4/23/09

Foundation & drainage design passes winter/spring test!


Swale behind house drains to left/east


Swale designed to catch rain & roof runoff

Berm catches slope runoff on north (back) side

When we were planning the rubble trench foundation and the grading around the house, we were working with good, time-tested ideas (Frank Lloyd Wright and others), but many people were skeptical. One friend was concerned that we weren't tying our grade beams into the bedrock below. Another thought we should insert waterproofing between the grade beams and the crushed stone.
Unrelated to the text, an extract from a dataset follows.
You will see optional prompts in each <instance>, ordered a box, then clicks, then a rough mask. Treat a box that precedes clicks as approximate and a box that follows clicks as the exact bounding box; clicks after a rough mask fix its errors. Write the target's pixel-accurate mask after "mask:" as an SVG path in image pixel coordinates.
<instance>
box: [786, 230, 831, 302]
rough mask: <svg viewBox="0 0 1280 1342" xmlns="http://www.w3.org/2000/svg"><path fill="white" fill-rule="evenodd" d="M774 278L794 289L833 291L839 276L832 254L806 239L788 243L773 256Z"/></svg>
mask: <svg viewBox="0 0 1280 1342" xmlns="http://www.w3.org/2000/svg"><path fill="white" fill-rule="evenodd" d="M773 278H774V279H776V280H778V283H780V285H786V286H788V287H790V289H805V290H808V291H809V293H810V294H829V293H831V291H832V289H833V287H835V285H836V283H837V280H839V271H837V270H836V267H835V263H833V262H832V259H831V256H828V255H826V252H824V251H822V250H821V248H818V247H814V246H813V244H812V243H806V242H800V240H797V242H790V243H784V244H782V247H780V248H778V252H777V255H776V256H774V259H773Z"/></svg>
Someone else was convinced that since parts of our rubble trench extend only a foot down---where it meets ledge---that our grade beams would heave (below-frost standard is four feet in Maine).

Me, I was concerned that the swale we designed to carry water around and away from the house wasn't deep or wide enough. It looks like a dent---not the ditch I expected. But the ground is graded gently toward the swale, which goes around the side and back of the house and then extends down to the site's natural drainage area.

The snow has melted and we have had our share of spring rains. We took the opportunity presented by the soft spring ground to fine-tune the grading. But it didn't need much: we are pleased to report that the swale scheme, combined with Nick-the-excavator's marvelous berm, worked. The berm, in addition to providing some protection on the north side of the house, stops/diverts water from the north slope before it can reach the house. The swale takes care of water that falls around the house. Our shed-style roof sheds most of the water behind the house, where the gentle swale channels it down the slope to the property's natural drainage.
We are very pleased---okay, pretty damned excited---to see it working so well.

The other design features that are working really well, drainage-wise, are the extended (2.5-foot) roof overhangs and the compacted gravel berm that our grade beams sit on. High and absolutely dry. No water, no frost, no heave, no trapped moisture.